• U.S.

Art: Horse-Sculptor Chap

3 minute read
TIME

After seven years of intermittent carving, stroking, currying and patting, 70-year-old Herbert Haseltine had completed at last his “masterpiece”—a bigger-than-life-size plaster cast of famed race horse Man o’ War.

Haseltine hopes to be able to unveil the final bronze statue at Faraway Farm, Ky. by next March, in time for Man o’ War’s 31st birthday party. He labored so long, he explained in Paris last week, because “It’s not just a horse, it’s Man o’ War. I loved him best. A perfect gentleman, impeccable in conformation, beautiful yet not effeminate, with an eagle eye and a noble carriage. Yet I must say he was not without vanity. He’d be dozing in his stall and some visitors would arrive. He would rouse himself, get to his feet and give them that look of the eagles—lofty and over their heads you know. But he’d let me push him or pull him around. Of course there was a little cupboard love involved—I always had something in my pocket for him.”

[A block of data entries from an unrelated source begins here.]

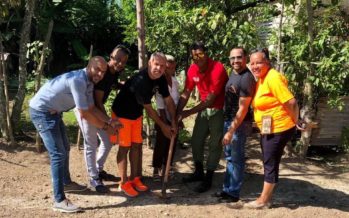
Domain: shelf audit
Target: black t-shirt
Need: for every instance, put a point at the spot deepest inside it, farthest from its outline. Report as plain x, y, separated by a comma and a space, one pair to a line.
138, 91
238, 85
108, 83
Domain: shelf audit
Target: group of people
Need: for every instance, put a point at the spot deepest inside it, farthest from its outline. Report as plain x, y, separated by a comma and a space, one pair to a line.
224, 116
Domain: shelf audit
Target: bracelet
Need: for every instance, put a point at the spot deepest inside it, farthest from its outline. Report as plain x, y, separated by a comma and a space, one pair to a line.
105, 126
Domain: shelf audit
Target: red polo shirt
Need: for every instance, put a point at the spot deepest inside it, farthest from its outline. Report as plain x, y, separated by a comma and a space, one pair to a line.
212, 80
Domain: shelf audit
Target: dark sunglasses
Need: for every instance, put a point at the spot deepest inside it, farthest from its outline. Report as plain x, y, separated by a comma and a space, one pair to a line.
262, 50
198, 56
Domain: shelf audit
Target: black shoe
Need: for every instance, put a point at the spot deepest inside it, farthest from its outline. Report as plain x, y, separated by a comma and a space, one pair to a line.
220, 194
194, 177
198, 175
203, 187
106, 176
228, 199
98, 186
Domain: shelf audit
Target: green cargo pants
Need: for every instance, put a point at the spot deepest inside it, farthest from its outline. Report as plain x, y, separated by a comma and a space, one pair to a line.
209, 122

Sculptor Haseltine’s brilliant, blinkered devotion to animal subjects has made him tops in a narrow field. He has done prize pigs, sheep and dogs as well—some of them in 24-carat gold inlaid with precious gems—but horses are his forte, at a fee of $1,800 to $30,000 apiece. “I used to feel a bit put out,” says Haseltine with a deprecating shrug, “when people referred to me as ‘the horse-sculptor chap.’ “

Born in Rome of U.S. parents, Haseltine was raised in the saddle, once rode a polo pony up the 107 steps of the Altieri Palace just for a lark. At one time or another he owned three lions, several macaws, an Indian bull, a Syrian ram, assorted Asiatic wildcats, plenty of monkeys. Some of them he modeled.

As his reputation as a sculptor spread, he was commissioned by Edward VII to do the King’s mount, Kildare. Then Queen Alexandra introduced him to her barouche horse, Splendor, George V sent around his great Shire stallion, Field Marshal V, and the young gentleman’s career was assured. Later, in the U.S., he met and molded for bronze the late Mrs. Payne Whitney’s Twenty Grand, George Widener’s Eight Thirty, Jock Whitney’s Royal Minstrel, Marshall Field’s Stimulus, Sir Galahad Third (“You wouldn’t turn around to look at Galahad, but I must confess he had nice manners”), stablefuls more. His next job: an equestrian statue for the grave of Field Marshal Sir John Dill in Arlington Cemetery.